So back from FACES. It was a long long week that I might need a while to recover from, and so much happened I’m probably going to split my reflections into three parts. First the general gist and pictures (of course). Again, for those of you who don’t know, FACES stands for Forum for American-Chinese Exchange at Stanford. It was formed in 2002 after the Hainan spyplane incident (very big news at the time) with the purpose of bettering US-China relations thought more mutual understanding. It annually holds two rounds, one at Stanford (which I went to in October) and one in China (usually Beijing, which I just got back from). The first round was a quasi-life-changing experience, I never felt I could have a positive personal effect on U.S. China relations. I also not only met an amazing amount of amazing people, but actually felt I had the chops to hang with them academically. Seriously, these guys were so cool. This round was hosted by Peking University (one of the member universities), and was slightly different. Slightly less jam packed than the Stanford one, and the speakers more focused on concrete issues such as environmental protection and China’s economy. There was also another speaker who talked about China’s role in the Middle East. Very interesting, if a little logically inconsistent. Freer evenings meant we all had time to go see our various friends around Beijing. For me that three Harbin classmates and a UMass classmate currently there in Beijing. Had some amazing talks and learned a bunch.
Most interesting was probably the revelation that China’s new five year plan calls for even more coal-fired electricity plants, despite China’s promise to clean up its environment. How exactly do you reconcile those two?
As to the Middle East talk, China is taking a policy of support for the independent development of Middle Eastern and African nations via aid and economic development. However, they “have no intention of establishing a sphere of influence”. The inconsistency of these two statements were what stood out to me, as you can’t send in envoys, aid money, and develop infrastructure without building influence. Other highlights included a surveying activity of old Beijingers as to their impressions of key moments in US-China relations. We found one older guy who was a practical bevy of knowledge despite only completing middle school (that’s the Cultural Revolution generation for you). He knew everything we asked about, Nixon, 9/11, China’s first manned spaceflight, and even some stuff off the list questions we had that I asked him about the Shanghai Cooperation Organization, my senior thesis topic). From there we stumbled onto the Anding Gate area, which I had never been to, and turns out to be a massive hipster haen. Overpriced cafes and craft breweries abound (an alcohol nerds heaven), and with plenty of fixed gear bicycles to boot. I didn’t go to any of the breweries, as we had an alumni social planned that night at a brewhouse (decidedly mediocre, but I’m kind of starved for good beer here). However, we did happen by a little hole in the wall store that looked like any other little convenience store in Beijing, except that it very obviously was targeting foreigners. Real cheese and imported beer galore (for reasonable prices too) including Sierra Nevada and Ballast Point, two California beers. So being the beer nerd that I’ve become, I bought a Trappist I had never seen before and two Franiskaner (German wheats) that I’m saving for the right time.

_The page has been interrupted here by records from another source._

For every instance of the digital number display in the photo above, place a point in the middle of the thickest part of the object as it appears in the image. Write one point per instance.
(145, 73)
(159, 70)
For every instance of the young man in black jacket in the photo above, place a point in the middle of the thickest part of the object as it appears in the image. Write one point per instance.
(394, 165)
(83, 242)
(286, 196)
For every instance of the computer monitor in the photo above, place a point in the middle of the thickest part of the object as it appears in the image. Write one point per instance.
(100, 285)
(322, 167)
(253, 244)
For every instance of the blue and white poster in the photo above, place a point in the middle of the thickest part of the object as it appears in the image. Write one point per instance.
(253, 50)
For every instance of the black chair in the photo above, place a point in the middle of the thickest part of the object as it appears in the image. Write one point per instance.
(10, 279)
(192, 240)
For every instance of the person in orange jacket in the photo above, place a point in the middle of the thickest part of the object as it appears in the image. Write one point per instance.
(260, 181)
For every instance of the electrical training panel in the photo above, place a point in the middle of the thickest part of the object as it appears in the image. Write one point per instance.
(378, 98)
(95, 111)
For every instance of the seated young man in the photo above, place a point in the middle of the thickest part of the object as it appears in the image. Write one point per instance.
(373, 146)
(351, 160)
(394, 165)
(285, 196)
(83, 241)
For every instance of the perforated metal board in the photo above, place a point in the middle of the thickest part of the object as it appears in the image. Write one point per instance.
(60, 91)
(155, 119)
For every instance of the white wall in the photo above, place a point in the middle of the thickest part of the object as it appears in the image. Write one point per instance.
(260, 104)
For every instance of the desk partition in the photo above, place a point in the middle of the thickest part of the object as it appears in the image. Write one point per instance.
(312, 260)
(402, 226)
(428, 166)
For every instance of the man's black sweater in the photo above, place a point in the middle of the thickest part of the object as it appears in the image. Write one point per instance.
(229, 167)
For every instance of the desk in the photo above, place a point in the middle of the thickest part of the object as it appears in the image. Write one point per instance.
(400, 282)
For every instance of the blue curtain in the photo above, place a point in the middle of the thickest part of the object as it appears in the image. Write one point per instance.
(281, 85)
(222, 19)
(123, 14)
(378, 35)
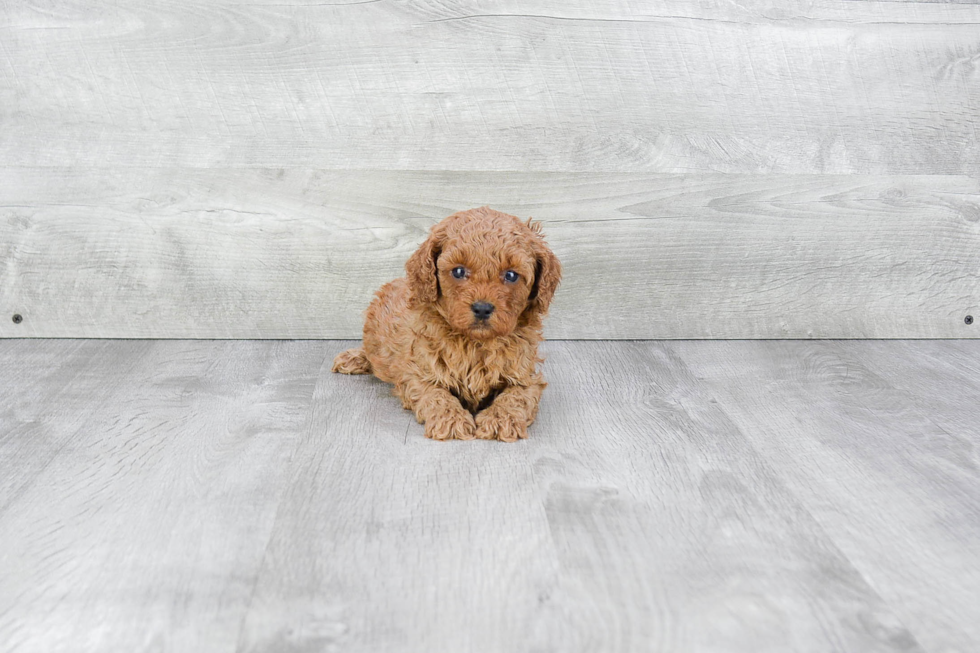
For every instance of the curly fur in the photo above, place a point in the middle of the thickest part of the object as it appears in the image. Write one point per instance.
(464, 377)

Prior to arriving in Beijing, we also paid a visit to Duke Kunshan University on the invitation of two FACES delegates from Duke. It’s a joint satellite campus set up by Duke and Wuhan University in Hubei. I was excited to visit, not only because of the free food, but also because I knew they were planning on adding a master’s program in environmental policy. Don’t think I’m going to apply for it though. As interested as I am in a career in environmental protection, the degree is taught in English, and I feel as though if I’m going to do grad school in China (which I would like to) I should damn well do it in Chinese. After talking with the other delegates, I’m more and more interested in a career that deals with China, but doesn’t keep me there for my entire career, getting closer to answering my question of the semester, is Chinese my career or just a tool? Right now I’m leaning more and more towards a career in nuclear nonproliferation, and have decided to start looking at that more in the coming months and building up my knowledge on the field.
The last day of the conference we went to the ruins of the Summer Palace (which were conveniently right next door). Beautiful big park with sadly not much left after it was sacked by western armies over and over following the second Opium war. That’s still a rather sore point from China, and the government keeps calling on those countries to return national treasures that were stolen and have now ended up in museums abroad. I have to say I agree with them. It was cool though that we westerners could take selfies in front of a testament to the extent of western imperialism and entitlement in the 19th century and no one batted an eyelash. Look how far US-China relations have come!